Earning their own money can help young people learn basic lessons about how much things cost and how to budget for them. “Suddenly $40 or $60 for a top, they start to understand,” Greenberg says. “It teaches them the meaning of money.”

In fact, a 2023 OppLoans survey of 1,000 young people aged 14 to 24 found that simply landing a job already helped them understand how to budget. Of those who responded, 63% had a job lined up for the summer and planned to earn an average of $4,037 by September and save 57% ($2,301), mostly for living expenses ( 25%) and tuition fees (20%). , travel (18%), expenses (17%), family support (16%) and 4% “other” reasons.

“Getting your first paycheck is an incredible learning curve, not only in terms of the paperwork required to get hired, but also in terms of managing your money,” says Sasser Modestino. “They learn when taxes are taken out and how to cash the check. It’s often the first time they open a bank account and learn about direct deposit and how to save.”

Academic results

According to a study carried out in 2023 by Sasser Modestino, young people hired at the end of school could have better academic results once classes resume. The study examined the educational outcomes of teens from low-income neighborhoods who won one of 10,000 Boston Summer Youth Employment Program lottery spots to match with summer work – typically at municipal agencies, nonprofit organizations, camps and parks – and found that those students who obtained jobs through the program were 7% more likely to graduate high school on time and 22% less likely to drop out of high school within four years of participating in the program compared to a control group (students who had no employment opportunities). There was also a slight advantage (of 6.8%) in grade point averages for those who held the jobs.

And although it was structured, career-focused jobs that seemed likely to benefit the most in terms of adult mentors and practical lessons, “working is better than not working,” she says. “So even under the Summer Youth Employment Program, we have entry level, camp counselor type jobs, but those are the jobs you have to have first to learn how to show up on time and work as a team.

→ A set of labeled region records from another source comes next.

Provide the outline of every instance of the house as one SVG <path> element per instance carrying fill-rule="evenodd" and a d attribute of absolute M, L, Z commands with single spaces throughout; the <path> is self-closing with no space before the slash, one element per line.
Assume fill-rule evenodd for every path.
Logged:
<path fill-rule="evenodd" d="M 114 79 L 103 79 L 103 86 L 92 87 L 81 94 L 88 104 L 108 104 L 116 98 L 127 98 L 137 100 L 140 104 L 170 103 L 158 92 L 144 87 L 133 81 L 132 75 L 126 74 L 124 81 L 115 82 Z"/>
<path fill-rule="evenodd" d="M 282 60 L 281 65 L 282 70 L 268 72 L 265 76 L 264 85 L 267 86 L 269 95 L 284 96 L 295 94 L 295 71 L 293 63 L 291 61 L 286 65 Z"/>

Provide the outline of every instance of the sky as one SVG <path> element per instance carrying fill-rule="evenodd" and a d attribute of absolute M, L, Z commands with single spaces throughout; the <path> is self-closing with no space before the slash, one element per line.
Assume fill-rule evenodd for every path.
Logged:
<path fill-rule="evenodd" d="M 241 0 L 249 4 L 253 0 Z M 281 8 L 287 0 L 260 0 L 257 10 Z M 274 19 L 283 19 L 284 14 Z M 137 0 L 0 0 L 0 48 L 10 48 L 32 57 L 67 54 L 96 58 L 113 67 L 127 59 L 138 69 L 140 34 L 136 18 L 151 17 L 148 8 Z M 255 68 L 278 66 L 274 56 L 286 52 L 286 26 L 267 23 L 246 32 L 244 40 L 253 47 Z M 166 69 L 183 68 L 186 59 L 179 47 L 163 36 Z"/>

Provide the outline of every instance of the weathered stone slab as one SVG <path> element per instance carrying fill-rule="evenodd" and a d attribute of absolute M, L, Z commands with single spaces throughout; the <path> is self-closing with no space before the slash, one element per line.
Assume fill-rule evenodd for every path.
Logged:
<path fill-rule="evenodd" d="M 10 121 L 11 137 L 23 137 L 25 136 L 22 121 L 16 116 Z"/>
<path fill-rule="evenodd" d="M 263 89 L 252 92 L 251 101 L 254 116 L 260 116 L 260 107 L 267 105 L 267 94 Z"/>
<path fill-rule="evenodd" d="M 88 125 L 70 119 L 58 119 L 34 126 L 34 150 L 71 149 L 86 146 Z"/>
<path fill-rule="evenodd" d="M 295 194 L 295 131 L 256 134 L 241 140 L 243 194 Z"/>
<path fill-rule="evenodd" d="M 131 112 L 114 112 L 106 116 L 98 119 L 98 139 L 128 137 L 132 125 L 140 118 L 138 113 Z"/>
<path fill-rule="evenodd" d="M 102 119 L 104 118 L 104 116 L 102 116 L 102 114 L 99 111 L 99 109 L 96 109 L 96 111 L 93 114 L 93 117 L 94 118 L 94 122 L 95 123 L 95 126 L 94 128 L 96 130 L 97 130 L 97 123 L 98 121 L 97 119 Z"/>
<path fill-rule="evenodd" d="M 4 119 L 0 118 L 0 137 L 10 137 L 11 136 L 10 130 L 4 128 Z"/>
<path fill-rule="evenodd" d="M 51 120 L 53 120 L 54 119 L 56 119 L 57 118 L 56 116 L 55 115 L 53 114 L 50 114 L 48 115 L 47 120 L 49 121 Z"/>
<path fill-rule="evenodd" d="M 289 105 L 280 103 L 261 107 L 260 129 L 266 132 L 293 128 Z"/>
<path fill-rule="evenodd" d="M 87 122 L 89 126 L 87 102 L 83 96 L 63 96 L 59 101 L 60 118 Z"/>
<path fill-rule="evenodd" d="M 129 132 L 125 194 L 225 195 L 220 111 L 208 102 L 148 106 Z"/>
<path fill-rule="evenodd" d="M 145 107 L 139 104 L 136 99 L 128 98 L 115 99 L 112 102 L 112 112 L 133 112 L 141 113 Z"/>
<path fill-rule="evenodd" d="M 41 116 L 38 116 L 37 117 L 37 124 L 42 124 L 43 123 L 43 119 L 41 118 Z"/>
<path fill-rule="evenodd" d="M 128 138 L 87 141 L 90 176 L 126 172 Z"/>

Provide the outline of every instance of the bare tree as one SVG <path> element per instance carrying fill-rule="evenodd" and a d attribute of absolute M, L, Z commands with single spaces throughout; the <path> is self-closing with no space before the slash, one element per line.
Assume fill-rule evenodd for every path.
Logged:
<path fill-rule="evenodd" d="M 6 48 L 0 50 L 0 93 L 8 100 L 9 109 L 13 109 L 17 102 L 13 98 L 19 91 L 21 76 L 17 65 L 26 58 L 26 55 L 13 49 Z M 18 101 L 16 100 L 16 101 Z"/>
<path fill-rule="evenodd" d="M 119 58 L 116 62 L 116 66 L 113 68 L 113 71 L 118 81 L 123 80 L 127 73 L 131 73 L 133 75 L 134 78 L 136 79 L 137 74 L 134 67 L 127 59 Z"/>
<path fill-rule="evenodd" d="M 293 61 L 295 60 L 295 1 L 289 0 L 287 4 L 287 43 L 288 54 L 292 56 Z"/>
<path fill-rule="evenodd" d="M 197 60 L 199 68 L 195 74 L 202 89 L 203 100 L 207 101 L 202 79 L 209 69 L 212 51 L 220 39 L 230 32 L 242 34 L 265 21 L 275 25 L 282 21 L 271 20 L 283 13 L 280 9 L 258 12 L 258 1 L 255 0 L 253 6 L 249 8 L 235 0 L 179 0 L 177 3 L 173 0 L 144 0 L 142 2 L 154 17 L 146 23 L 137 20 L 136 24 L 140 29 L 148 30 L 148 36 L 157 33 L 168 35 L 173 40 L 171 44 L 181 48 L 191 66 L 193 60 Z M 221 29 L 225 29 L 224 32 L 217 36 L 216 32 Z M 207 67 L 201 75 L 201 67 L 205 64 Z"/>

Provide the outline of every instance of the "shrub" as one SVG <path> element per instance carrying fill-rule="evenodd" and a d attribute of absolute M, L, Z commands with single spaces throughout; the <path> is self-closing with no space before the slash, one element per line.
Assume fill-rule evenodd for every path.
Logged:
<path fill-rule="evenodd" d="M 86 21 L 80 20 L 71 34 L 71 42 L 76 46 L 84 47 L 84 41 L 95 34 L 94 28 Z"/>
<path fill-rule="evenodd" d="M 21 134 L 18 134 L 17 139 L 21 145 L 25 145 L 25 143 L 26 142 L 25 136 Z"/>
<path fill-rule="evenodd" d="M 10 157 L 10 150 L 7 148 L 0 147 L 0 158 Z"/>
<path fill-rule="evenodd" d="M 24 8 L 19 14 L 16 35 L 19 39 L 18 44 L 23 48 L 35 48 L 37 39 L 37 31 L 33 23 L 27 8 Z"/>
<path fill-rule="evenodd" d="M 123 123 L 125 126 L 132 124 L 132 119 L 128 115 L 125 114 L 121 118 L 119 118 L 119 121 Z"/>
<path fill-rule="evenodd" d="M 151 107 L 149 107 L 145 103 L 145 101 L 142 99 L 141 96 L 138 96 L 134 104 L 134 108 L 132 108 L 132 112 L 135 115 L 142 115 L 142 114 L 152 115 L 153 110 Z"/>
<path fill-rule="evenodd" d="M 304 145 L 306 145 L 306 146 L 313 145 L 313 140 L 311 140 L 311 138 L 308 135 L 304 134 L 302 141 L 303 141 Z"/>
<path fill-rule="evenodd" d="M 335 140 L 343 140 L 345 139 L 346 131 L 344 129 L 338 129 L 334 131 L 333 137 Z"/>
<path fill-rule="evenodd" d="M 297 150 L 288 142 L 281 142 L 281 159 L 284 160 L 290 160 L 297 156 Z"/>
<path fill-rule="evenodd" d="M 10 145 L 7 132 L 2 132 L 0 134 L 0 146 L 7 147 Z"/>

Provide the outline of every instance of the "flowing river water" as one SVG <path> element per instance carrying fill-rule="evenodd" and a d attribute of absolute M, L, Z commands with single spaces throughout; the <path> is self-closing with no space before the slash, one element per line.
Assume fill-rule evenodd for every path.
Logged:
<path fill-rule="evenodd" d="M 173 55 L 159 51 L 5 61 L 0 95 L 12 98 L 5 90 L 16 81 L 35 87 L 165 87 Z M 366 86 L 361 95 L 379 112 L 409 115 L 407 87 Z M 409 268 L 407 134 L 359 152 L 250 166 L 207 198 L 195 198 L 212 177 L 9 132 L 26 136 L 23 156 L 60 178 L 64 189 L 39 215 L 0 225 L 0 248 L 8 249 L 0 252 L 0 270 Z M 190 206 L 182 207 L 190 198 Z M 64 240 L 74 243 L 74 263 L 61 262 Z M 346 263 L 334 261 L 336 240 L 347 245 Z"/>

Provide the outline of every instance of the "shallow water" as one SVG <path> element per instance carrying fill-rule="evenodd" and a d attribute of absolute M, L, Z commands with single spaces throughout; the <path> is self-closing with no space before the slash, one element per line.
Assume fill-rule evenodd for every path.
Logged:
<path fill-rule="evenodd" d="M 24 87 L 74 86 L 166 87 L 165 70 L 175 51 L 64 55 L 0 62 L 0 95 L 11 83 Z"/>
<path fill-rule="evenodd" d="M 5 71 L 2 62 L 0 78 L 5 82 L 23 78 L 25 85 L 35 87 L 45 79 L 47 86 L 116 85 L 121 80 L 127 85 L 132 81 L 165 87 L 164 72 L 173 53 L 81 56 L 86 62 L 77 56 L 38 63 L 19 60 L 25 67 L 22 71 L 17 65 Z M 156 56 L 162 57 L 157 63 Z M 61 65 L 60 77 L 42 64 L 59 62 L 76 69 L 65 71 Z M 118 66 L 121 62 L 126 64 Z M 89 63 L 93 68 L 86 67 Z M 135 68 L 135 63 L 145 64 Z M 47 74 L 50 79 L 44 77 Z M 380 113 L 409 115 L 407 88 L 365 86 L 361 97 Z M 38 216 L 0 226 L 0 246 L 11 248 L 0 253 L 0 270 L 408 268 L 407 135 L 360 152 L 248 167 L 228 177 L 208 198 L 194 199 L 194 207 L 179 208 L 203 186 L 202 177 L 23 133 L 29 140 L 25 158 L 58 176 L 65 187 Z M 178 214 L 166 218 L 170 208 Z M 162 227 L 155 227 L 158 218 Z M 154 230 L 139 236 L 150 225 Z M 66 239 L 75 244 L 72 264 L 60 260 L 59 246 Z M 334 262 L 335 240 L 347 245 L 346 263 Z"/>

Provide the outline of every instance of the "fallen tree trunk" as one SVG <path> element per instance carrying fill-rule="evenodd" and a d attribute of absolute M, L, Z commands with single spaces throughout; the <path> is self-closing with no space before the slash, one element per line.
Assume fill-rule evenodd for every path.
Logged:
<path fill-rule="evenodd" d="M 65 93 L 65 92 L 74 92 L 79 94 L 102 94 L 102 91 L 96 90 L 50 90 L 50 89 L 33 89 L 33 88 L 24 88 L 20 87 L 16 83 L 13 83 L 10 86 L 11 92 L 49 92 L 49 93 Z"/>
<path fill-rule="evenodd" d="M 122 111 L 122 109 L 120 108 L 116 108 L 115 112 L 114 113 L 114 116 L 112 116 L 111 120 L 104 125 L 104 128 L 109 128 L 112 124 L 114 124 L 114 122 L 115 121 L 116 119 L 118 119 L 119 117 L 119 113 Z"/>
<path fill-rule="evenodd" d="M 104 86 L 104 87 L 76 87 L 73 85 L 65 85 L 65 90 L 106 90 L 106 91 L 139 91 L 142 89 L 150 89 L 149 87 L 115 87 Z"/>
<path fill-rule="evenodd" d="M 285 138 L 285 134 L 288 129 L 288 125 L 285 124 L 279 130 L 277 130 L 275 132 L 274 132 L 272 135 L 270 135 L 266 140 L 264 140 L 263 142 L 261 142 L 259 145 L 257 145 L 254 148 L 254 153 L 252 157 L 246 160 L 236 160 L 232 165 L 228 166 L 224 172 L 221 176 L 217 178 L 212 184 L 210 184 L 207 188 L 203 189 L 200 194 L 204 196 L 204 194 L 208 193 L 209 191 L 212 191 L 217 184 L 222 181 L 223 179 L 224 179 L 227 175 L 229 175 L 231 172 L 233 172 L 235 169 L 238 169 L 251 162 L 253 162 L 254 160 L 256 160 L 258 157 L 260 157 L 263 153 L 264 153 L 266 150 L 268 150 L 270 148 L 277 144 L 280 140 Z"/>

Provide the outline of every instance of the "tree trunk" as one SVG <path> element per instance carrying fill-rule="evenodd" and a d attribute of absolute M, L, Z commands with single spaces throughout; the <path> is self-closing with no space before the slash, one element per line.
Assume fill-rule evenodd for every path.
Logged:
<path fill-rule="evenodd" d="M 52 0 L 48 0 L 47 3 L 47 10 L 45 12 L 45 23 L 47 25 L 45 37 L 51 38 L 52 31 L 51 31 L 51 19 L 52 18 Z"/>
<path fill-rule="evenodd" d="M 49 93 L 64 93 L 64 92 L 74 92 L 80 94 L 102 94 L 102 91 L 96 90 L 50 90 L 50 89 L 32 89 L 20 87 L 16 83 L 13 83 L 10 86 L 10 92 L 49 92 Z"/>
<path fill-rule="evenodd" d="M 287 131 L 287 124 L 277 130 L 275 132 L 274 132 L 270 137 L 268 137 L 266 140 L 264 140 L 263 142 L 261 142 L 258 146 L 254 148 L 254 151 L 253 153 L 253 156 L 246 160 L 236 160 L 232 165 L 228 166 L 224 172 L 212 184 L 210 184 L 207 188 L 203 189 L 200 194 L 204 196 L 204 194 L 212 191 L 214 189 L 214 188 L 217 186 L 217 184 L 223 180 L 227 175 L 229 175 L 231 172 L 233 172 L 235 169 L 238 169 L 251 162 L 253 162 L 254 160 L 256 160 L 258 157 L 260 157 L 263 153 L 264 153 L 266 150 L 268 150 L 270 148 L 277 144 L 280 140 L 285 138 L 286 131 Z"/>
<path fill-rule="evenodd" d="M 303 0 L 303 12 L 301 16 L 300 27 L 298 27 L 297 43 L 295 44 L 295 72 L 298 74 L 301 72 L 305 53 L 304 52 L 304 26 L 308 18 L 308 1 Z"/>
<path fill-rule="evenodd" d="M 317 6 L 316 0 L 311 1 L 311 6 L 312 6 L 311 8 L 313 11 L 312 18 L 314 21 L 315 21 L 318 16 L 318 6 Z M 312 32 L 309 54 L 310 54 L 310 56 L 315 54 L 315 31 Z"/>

Its findings correlate with those of an earlier similar study of New York's summer youth employment program and its effects on more than 200,000 participants. Stanford University lead researcher Jacob Leos-Urbel noted that participation in the program had a “positive, albeit small, effect” on taking and passing standardized tests administered by New York State for measure academic progress in high school. Additionally, he noted, “Our research has shown that a summer youth employment program also has positive and significant effects on academic outcomes. »

Social-emotional skills

By getting a taste of work, Greenberg says, “kids learn a lot of skills: They learn responsibility, they learn how to work in a team, how to work with a boss, how to deal with different types of employees.” And it can teach you how to be with people of all ages.

All of this is particularly important as we emerge from the pandemic. “A lot of kids were undersocialized because they had spent all those months in isolation, so there's some catching up to do when it comes to social-emotional skills,” like practicing empathy, learning to problem-solve , communicate, and make decisions, all of which are necessary to connect with others, she says.

According to Ballinger, many teenagers had difficulty talking to people before finding a job, whether in person or on the phone. “If they couldn’t text, it made them very anxious,” she said. “So to get the job they had to practice talking to new people, being polite, even being polite to difficult people. »

And then there’s the important lesson of showing up on time — something Sasser Modestino says most kids mention learning when giving feedback on youth employment programs. “They say they’re learning, ‘If you’re five minutes late, don’t show up at all,’” she says. “That’s not something you learn in high school … But if you’re late to a job three times, you’re fired.”